Extension offering continuing education for Arkansas media and Conservation Districts
- Joint program includes hands-on water quality sampling activity
- Registration now open
LITTLE ROCK — Reporters working in watersheds impaired by nonpoint source pollution have an opportunity to brush up on their understanding of environmental science at three upcoming water quality seminars hosted by the University of Arkansas Division of Agriculture. Simultaneously, Conservation District employees will have the chance to learn how to better communicate their stories to the media. The side-by-side workshops will take place in September and October in Little Rock, Monticello and Jonesboro.
The Nonpoint Source Pollution Media & Communications Seminar in September and October will be a chance for reporters and editors to learn about information resources in the state for water quality data and how waterways can become impaired.
At the seminar, participants will collect water quality samples alongside Conservation District employees who will spend the day with Extension faculty learning communication strategies. The joint program will also include a morning panel discussion about media and conservation practices.
Takeaways from the seminar for members of the media include:
- Sources for future water quality stories
- Better understanding of how water samples are collected and analyzed
- Ideas for local stories on water quality
Conservation District members will learn strategies from Extension faculty about:
- Making a short video using smart phones, iPads and an editing app
- Tips for using social media
- Writing effective press releases
By the end of the day, Conservation District employees will have either a short video to post online or a draft press release about the event using skills learned earlier in the day.
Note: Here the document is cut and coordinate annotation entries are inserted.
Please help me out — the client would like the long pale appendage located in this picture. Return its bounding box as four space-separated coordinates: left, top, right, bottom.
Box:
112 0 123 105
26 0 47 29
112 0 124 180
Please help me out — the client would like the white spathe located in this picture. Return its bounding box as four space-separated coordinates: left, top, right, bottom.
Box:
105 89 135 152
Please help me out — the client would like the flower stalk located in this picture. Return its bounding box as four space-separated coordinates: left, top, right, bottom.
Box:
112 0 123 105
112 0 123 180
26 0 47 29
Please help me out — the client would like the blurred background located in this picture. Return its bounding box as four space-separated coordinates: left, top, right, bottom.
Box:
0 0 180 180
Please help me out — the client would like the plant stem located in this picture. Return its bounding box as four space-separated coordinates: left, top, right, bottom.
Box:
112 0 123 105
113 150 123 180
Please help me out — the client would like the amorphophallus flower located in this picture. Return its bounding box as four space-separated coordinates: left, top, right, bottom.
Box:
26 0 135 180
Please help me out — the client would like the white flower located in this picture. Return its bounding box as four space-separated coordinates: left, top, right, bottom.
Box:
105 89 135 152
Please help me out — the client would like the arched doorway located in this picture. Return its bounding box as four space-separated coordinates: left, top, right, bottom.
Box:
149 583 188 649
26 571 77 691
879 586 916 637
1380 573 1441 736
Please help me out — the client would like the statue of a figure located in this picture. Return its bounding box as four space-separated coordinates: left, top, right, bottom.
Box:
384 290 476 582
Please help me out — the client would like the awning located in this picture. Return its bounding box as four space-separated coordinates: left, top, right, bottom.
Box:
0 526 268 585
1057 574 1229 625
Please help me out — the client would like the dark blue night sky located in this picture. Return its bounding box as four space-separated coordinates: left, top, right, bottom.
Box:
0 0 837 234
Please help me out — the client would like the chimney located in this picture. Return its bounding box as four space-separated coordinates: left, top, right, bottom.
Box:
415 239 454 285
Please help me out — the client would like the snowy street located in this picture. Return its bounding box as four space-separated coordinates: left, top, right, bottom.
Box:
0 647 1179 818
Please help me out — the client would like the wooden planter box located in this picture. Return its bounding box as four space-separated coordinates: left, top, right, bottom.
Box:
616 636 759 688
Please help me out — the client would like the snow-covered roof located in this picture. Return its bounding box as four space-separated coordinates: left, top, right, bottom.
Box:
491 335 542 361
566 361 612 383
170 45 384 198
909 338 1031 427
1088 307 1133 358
This free educational program is aimed helping local Conservation Districts and media representatives form relationships that support better communications of water quality issues.
Registration is now open at http://forms.uaex.edu/nps. The seminar is free to attend and lunch is included.
The goal of this free educational program, sponsored by a grant from the Arkansas Natural Resources Commission, is to help media representatives and local Conservation Districts form relationships that support better communications of water quality issues.
The seminar will be offered on three different dates, with sessions starting at 8:30 a.m. and ending at 4:30 p.m.:
- Sept. 3, 2015 – Little Rock - Cooperative Extension Service state office
- Oct. 1, 2015 – Monticello – University of Arkansas at Monticello, University Center
- Oct. 15, 2015 – Jonesboro – Arkansas State University, Alumni Center
Participants should bring their own laptop, and boots that can get wet. For more information about the program, contact Kristin Higgins at 501-671-2160 or e-mail email@example.com.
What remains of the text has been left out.